While images of the USS Enterprise or the Death Star bringing down a rogue spaceship may come to mind, tractor beams in the here and now can be applied to the microscopic world, where they are more commonly known as: optical tweezers. At its most basic, this technique uses light to manipulate incredibly small objects, down to the size of a single atom. Despite this extremely small use case, most of these devices are bulky and specialized setups. But now scientists at MIT have successfully created a tractor beam device that fits in the palm of your hand. And It can manipulate objects to a much greater extent than previous chip-based ancestors. Researchers detailed their work last month in the magazine Nature Communication.

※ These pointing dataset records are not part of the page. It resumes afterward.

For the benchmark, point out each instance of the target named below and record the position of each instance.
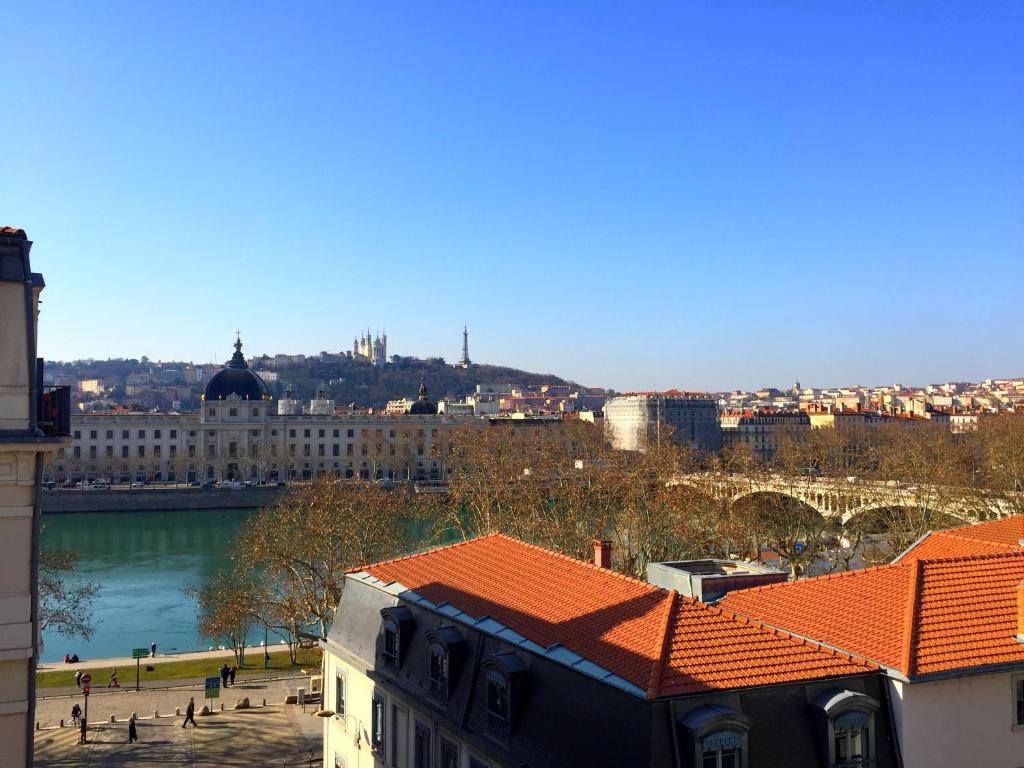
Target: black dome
(236, 379)
(423, 407)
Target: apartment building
(33, 424)
(635, 420)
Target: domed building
(236, 380)
(423, 406)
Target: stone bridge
(847, 498)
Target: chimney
(602, 555)
(1020, 612)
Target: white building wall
(964, 722)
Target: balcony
(53, 412)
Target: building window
(498, 702)
(850, 739)
(377, 724)
(721, 750)
(391, 644)
(450, 754)
(438, 671)
(421, 745)
(1018, 699)
(339, 693)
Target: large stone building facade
(240, 435)
(33, 424)
(635, 420)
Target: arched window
(396, 629)
(446, 650)
(717, 736)
(847, 727)
(505, 678)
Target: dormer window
(446, 650)
(848, 727)
(717, 736)
(498, 704)
(438, 672)
(396, 630)
(505, 678)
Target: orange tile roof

Unlike their larger counterparts, chip-based tweezers are compact, mass-produced, and more widely accessible. But these have a rather big drawback: the distance of the “tractor beams” does not extend very far beyond the surfaces. chips themselves. This can sometimes damage the chips and the cells being examined. But the MIT team thinks they have overcome this limitation by using an integrated optical phase array that can guide cells over distances 100 times greater than previously possible.

“This work opens up new possibilities for chip-based optical tweezers by allowing cells to be captured and tweezed at much greater distances than previously demonstrated,” said study senior author Jelena Notaros of MIT. he said in a press release. He also described the breakthrough as “several orders of magnitude improvement” compared to previous attempts. “It’s exciting to think about the different applications this could enable. technology.”

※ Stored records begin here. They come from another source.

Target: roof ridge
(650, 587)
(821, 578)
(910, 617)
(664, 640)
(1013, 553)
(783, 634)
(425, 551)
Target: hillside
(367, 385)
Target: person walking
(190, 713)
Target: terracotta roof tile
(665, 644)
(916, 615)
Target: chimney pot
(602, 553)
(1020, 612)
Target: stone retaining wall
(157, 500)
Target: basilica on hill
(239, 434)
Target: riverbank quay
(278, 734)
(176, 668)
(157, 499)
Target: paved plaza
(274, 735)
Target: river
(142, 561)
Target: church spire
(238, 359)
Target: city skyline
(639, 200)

Optical traps and tweezers work by capturing and manipulating tiny particles in focused beams of light. Researchers can then direct the beams in any direction they want. However, biological samples are generally sterile (via a glass coverslip approximately 150 microns thick), so increasing the control distance to over one millimeter is really valuable. And due to the cheap cost of the system (compared to expensive microscope setups), it can deliver even more. laboratories Access this useful research tool.

“With silicon photonics we can obtain such large data, typically at laboratory scale. system and we integrate it into a chip.” Notaros said in a press release. “This offers a great solution for biologists because it provides them with optical trapping and tweezing functionality without the overhead of a complex bulk optical setup.”

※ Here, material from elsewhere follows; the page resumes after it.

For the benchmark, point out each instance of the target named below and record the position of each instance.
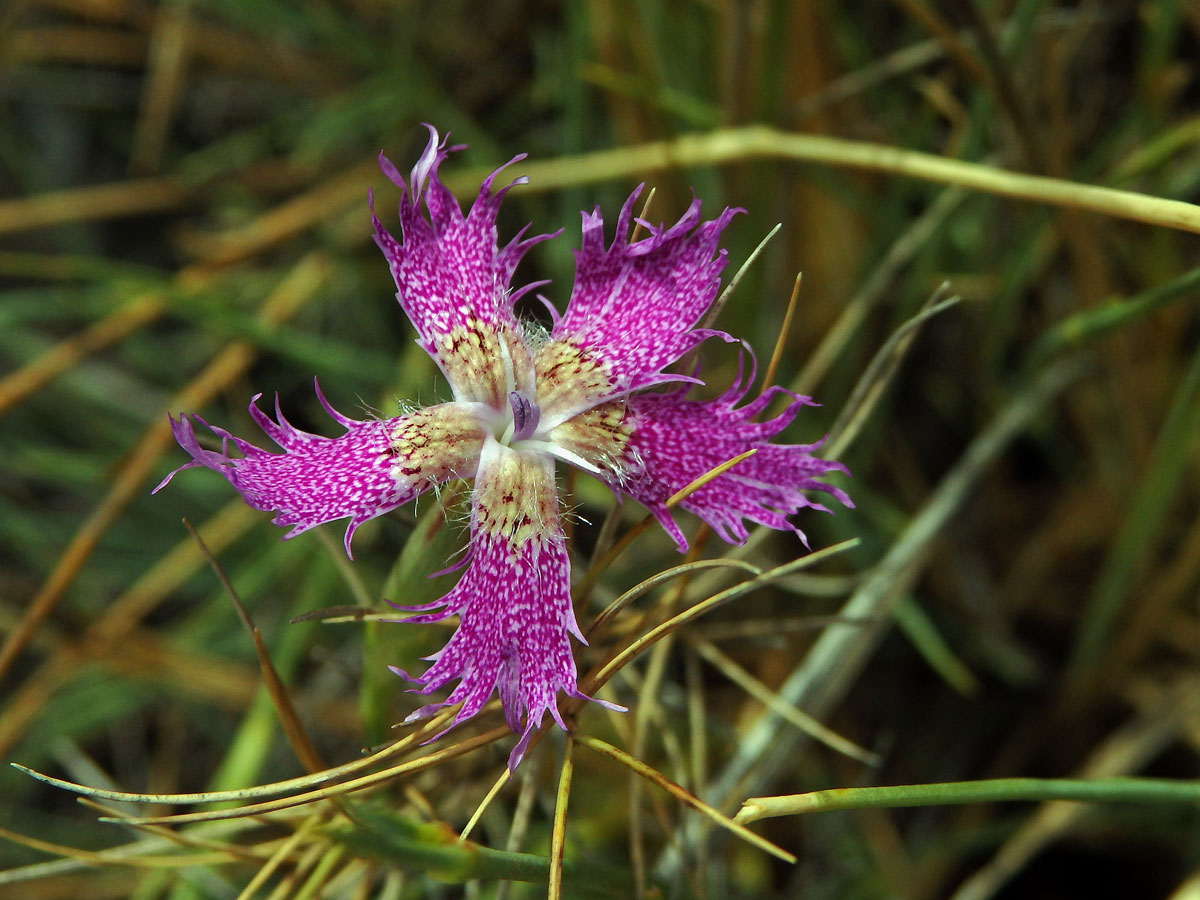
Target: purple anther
(526, 415)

To create the chip, the researchers used a microscale integrated optical phase array. antennas It has the ability to individually direct the light beam emitted by the chip. MIT’s breakthrough developed a new phase pattern for each antenna; thus, the antenna could perform optical trapping and tweezing away from the surface of the chip.

So while this is happening microscope They’re exploring an exciting world where tractor beams may not be able to thwart the evil plans of a galactic ne’er-do-well any time soon. border discoveries entirely their own.

Darren lives in Portland, has a cat, and writes/edits about science fiction and how our world works. If you look hard enough you can find his previous works on Gizmodo and Paste.